Q: Hello André and Nathancan you help a bro with a minivan question.

I’m thinking of buying a 1993 Chevy Lumina APV that has 98,936 miles on it. The seller is the second owner. It has a rebuilt transmission and lots of new parts. It also has the smaller 3.1 v6 and some surface rust. The other pickup is also a 1993 pickup, but it’s a Nissan Quest. She received a rebuilt engine in April 2020 and the owner took great care of the interior but not the exterior. It has yellowed headlights and a lot of small knocks.

I want a van as an additional vehicle in which I can transport my projects. Almost every weekend I fly scale models or RC planes. I need a good cargo and sometimes a people carrier.

What do you think of these two? I know Nathan grew up as a junk dog and drove everything in the 90s. So which one would you spend $2000 on?

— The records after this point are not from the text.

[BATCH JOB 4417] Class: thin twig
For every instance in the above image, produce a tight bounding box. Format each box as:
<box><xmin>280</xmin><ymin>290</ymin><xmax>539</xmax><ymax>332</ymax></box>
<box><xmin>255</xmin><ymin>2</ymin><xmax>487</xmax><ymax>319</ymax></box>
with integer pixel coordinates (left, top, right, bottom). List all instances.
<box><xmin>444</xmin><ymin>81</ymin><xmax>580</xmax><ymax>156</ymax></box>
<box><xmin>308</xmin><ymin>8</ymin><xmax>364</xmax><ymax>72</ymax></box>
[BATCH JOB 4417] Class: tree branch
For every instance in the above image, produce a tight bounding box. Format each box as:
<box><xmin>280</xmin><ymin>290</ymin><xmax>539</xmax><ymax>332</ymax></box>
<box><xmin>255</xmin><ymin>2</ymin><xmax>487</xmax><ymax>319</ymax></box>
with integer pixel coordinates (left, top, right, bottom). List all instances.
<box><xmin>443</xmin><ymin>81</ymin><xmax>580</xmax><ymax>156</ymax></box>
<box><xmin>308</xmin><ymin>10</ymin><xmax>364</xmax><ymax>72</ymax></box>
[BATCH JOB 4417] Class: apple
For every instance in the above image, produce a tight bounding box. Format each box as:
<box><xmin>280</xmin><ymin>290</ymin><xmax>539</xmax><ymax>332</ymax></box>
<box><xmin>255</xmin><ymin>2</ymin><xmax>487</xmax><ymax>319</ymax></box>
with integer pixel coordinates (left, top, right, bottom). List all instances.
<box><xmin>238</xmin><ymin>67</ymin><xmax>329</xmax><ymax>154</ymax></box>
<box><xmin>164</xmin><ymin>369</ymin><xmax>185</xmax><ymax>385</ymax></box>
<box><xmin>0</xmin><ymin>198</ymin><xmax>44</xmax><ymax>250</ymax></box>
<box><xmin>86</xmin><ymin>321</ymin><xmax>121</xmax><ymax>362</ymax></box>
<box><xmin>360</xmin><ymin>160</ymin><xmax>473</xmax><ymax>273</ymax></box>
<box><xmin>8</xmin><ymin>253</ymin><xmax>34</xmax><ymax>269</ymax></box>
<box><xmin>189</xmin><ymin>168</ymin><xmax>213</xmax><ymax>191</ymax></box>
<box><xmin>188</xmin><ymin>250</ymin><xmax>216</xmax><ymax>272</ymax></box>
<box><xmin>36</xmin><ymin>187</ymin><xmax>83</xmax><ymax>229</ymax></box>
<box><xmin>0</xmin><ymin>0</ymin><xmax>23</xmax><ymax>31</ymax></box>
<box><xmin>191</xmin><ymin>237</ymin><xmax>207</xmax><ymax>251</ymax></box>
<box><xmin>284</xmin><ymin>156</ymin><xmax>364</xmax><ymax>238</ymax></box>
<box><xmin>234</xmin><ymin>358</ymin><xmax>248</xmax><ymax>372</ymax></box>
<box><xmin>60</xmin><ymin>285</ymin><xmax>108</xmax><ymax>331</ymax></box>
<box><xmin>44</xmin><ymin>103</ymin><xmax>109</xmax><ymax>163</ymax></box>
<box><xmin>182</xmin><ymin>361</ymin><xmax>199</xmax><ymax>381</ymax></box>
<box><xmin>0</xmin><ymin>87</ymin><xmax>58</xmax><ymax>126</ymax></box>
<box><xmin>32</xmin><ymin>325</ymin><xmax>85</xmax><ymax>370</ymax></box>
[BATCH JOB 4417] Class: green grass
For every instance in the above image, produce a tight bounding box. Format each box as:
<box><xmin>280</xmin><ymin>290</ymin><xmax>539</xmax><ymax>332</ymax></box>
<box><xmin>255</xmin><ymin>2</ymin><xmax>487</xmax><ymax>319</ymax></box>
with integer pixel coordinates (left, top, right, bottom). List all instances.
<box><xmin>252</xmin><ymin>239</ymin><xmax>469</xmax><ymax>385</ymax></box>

—Anton B. from Danbury, Connecticut

A: Wow, you found an APV! ?

It becomes difficult to find the famous “Dustbuster” vans like the Lumina APV and its brothers.

You’re right, I’ve driven both, and they’re very different vehicles. Honestly, if they were both well-maintained, I’d go for the Nissan Quest as a “beater” and the APV as some kind of collector’s runabout. The Quest is more powerful, handles better and has a utilitarian interior. It’s the most like a car out of both.

The Lumina APV is taller and has a smoother ride on the highway. Some people don’t like to drive them because of the massive front and side windows. Ironically, I think outdoor visibility on the Quest was better. Power is 120 hp V6 in the Chevrolet Lumina APV. There were larger displacements, more powerful GM V6s that came later. The Nissan Quest, has a 151 hp V6 that comes out of the Maxima.

I think these GM vans looked cool and were comfortable enough, but I’d go with the Nissan as it offers more for the price.


Speaking of minivans: the all-wheel drive system of this new Toyota Sienna minivan is outstanding in the snow!!